I’m just getting started with embedded systems and don’t know yet how to evaluate this decision (PRU vs eCAP).

Thank you very much.

Chris_Micali · April 10, 2013, 8:40pm

I’m using the PRU to do something like this now at rates between 1-2MS/s (16-bit samples.) It has been non-trivial though… prepare for some work if you end up going down this route. That said, apart from eCAP (which I don’t know much about) I could not find another way to do this.

Rafael_Machado · April 11, 2013, 4:12am

Chris,
This just gave some hope. At least I know it is possible to do this with a Beaglebone.

Do you have any sources or materials to share with me
besides the resources on https://github.com/beagleboard/am335x_pru_package

I still don’t know yet if I should go through this route or the eCAP one
(I also didn’t try yet to put xenomai or some RTOS over my current ubuntu arm)

Thank you

Chris_Micali · April 11, 2013, 5:56pm

Rafael,

This blog post helped me a lot: http://blog.boxysean.com/2012/08/12/first-steps-with-the-beaglebone-pru/

I’ve also posted a DDR example here: https://github.com/sagedevices/am335x_pru_package/tree/master/pru_sw/example_apps

Also the TI wiki has been helpful: http://processors.wiki.ti.com/index.php/Programmable_Realtime_Unit and http://processors.wiki.ti.com/index.php/PRU_Assembly_Instructions

http://hipstercircuits.com/ has had a couple great PRU posts also

-c

Rafael_Machado · April 12, 2013, 3:26am

Thanks Chris.
I’m certainly going to dig down those links.

In additional to that, I’d like to put another complementary question in this this thread:

The 30us bottleneck I mentioned in the very first message is actually T=30.5717 us
Well … T^-1 = 32.768KHz, which is somewhat of a canonical number, mentioned several times in the TRManual (http://www.ti.com/lit/ug/spruf98x/spruf98x.pdf ),
such as precisely the de-bouncing timer frequency for a given GPIO in input mode.

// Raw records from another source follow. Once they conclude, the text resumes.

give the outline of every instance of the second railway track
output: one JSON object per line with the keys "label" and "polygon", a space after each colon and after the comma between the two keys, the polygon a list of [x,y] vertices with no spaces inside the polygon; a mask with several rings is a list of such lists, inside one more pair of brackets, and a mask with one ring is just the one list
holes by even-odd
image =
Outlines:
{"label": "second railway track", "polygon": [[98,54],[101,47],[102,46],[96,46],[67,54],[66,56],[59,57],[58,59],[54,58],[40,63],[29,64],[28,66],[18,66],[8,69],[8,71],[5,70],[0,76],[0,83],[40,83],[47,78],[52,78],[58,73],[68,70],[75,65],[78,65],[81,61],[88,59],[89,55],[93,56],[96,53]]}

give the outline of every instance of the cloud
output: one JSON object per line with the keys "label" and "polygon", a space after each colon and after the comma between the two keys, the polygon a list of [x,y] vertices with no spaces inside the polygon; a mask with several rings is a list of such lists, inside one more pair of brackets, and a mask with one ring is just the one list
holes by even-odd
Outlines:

Do you guys have any though on this ? It cannot be just mere coincidence.

@Chris:
Are using PRU to control how many input gpio ?
I think I read in another topic of a certain 48 gpio limit.

Thank you

Rafael_Machado · April 12, 2013, 2:25pm

ops… wrong technical reference link
http://www.ti.com/litv/pdf/spruh73g is the correct one

Rafael_Machado · April 13, 2013, 4:05am

Hi. I’ve (re)tried the experiment.
This time I’m reading values in the scope instead of relying in plain software sampling time calculation (nanosleep, clock_gettime, etc).

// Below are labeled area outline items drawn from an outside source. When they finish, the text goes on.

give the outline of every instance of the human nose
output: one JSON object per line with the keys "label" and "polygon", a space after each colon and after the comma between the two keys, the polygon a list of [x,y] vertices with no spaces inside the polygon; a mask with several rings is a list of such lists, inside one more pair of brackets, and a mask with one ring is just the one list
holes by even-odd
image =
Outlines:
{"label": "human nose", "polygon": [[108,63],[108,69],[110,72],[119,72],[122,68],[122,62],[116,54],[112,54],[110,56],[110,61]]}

I’d like to share some results.

Scope Images: http://share.pho.to/1oteV

The experiment idea is quite simple:
An input gpio is reading an square wave externally generated (scope CH2 - blue wave)
and another output gpio is configured to “mirror” this input just read (this gpio is connected to scope CH1 - yellow wave).
Conceptually, there are just two consecutives code lines inside of a main infinite loop.

The conclusions are as following:

The initial overhead to read the square wave and write back to another gpio is always >=760ns
For each additional input code line before the output code line (i.e., we are increasing the gpio input payload) there is an observed 80ns increase in the phase difference of CH2 and CH1.

This 80ns increase is pretty much constant across experimentations (i.e, for an additional 4 inputs, there is an ~300ns increasing).

Any external square wave (CH2) of f<500KHz is captured and mirrored back to CH1 with
a good frequency match (approximately the same as the inputted square wave freq).
Anything beyond that and the sampling is compromised (frequency mismatch, high level for too long, low level for too long, etc).
For any input square wave (CH2) with f<=200Khz, the phase difference (between CH1 and CH2) is small (<25% of total period time).
For anything beyond that freq value, phase difference is >25% of total period time.

Now, the most intriguing observed fact:

The time values absorved by the software are always >=30.571 us (32.768Khz).
This sampling period is obsviouly wrong, since I’ve read it the actual value on the scope.

Chris_Micali · April 14, 2013, 6:27pm

Rafael,

I’m using about 10 pins out for the PRU I think, mostly outputs but a couple inputs. The beaglebone only has a subset of the PRU pins brought out and available but i think you could get up to 16-20 PRU I/O pins… don’t fully remember. You can find the exact # by using the TI Pinmux Tool and the beaglebone SRM to see which pins are available on beaglebone headers

-c

randy_rodes · April 15, 2013, 5:02pm

can anyone share some _REAL_ code wrt PRU work with GPIO sampling you are doing?
I am quiet interested to see how it works and may be able to make use
of it as well.

thanks in advance
Randy